The ride back to SPI was quiet. Yasha sensed Ian’s mood and didn’t try to engage him in conversation. Ian also didn’t tell Yasha what we’d found. That worried me. Maybe Ian didn’t want to talk about it yet. I could certainly understand that. That didn’t allay my suspicion that Ian wasn’t telling Yasha because he knew Yasha would sit on him for as long as it took someone else to find and take down that ghoul. Bottom line was that Ian didn’t tell Yasha because he hadn’t ruled out independent action. Come to think of it, Ian had merely said he’d tell Moreau about the St. Michael’s medal. He hadn’t promised anything in regard to not going rogue on that ghoul if the opportunity presented itself.

• • •

Neither the NYPD nor SPI had any leads on Bela Báthory’s whereabouts. There was no trace of the nephew of the East Coast’s most powerful vampire crime family. House Báthory was one of the top two most powerful vampire families in North America and one of the top five in Europe.

As a vampire, Bela Báthory didn’t need to breathe, so those swamp creatures could have taken him underwater to another yacht, boat, or ship far enough from the Persephone so as not to be seen. One of the more elaborate police theories had the kidnappers doing the same thing, but with an oxygen supply for their victim, which aside from being unnecessary for a vampire, smacked of a James Bond villain evil master plan.

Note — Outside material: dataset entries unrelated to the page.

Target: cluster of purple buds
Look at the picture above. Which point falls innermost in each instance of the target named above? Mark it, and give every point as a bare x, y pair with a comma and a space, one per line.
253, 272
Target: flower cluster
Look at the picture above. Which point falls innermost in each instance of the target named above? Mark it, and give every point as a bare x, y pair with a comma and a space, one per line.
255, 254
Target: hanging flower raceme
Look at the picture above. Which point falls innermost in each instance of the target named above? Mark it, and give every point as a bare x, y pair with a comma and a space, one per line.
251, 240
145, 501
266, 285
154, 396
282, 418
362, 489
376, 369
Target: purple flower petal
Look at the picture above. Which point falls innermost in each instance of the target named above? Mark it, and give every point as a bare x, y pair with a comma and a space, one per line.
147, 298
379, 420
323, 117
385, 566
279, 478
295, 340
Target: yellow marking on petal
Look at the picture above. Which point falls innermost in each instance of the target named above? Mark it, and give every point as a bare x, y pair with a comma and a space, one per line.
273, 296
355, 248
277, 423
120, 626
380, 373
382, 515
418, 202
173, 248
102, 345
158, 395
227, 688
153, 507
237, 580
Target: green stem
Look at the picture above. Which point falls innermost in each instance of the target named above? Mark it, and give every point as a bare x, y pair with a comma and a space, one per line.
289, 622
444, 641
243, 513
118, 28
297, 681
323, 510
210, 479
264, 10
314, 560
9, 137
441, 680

The NYPD couldn’t exactly put the Hudson River and New York Harbor on lockdown, but they continued to search and investigate as best they could.

Nothing.

However, SPI had access to witnesses who had probably seen both the kraken attack on the Persephone and the kidnapping of Bela Báthory. Witnesses who the NYPD not only hadn’t interviewed, but didn’t even know existed.

New York’s merpeople population.

Around Halloween last year, Ian had had a productive chat with a mermaid. He’d called, she’d answered. She’d also confirmed Ian’s questions about where the bad guys had been headed. We might have been able to have found out that information without the mermaid’s help, but by then it would have been too late to have saved the lives of every supernatural being in the tristate area.

So yeah, merpeople were good people.

True to his word, Ian had told Alain Moreau about the medal. In turn, Moreau was allowing Ian to remain on the case provided that basically he use his investigative powers for good, and not evil. He was not, under any circumstances, to take on or attempt to take down the ghoul alone. Now that Ian had a trail to follow and work to do, other than pushing papers at his desk, I felt a lot better about my partner’s promise of cooperation. That being said, once we ran the ghoul to ground, Ian had made it abundantly clear to everyone at SPI who might be involved in the actual takedown that when the time came, that ghoul was his.

No one had objected to that.

And I hadn’t objected when Ian said he was going to question the merpeople as potential witnesses. He was looking for answers, not a ghoul.

We took one of SPI’s boats out on the Hudson, and Ian opened it up and headed north. When we’d passed where the Persephone had been attacked, I spoke up. Actually, I had to yell over the wind and motor.

“We’ve passed where the Persephone was attacked.”

“I know,” he shouted back.

“Then what are—”

“We’re going to see Sirene.”

“Sirene?”

Ian cut back on the throttle a little so we didn’t have to continue to scream at each other. “The merpeople don’t have titles, but if Sirene did, the closest to what humans have would be queen.”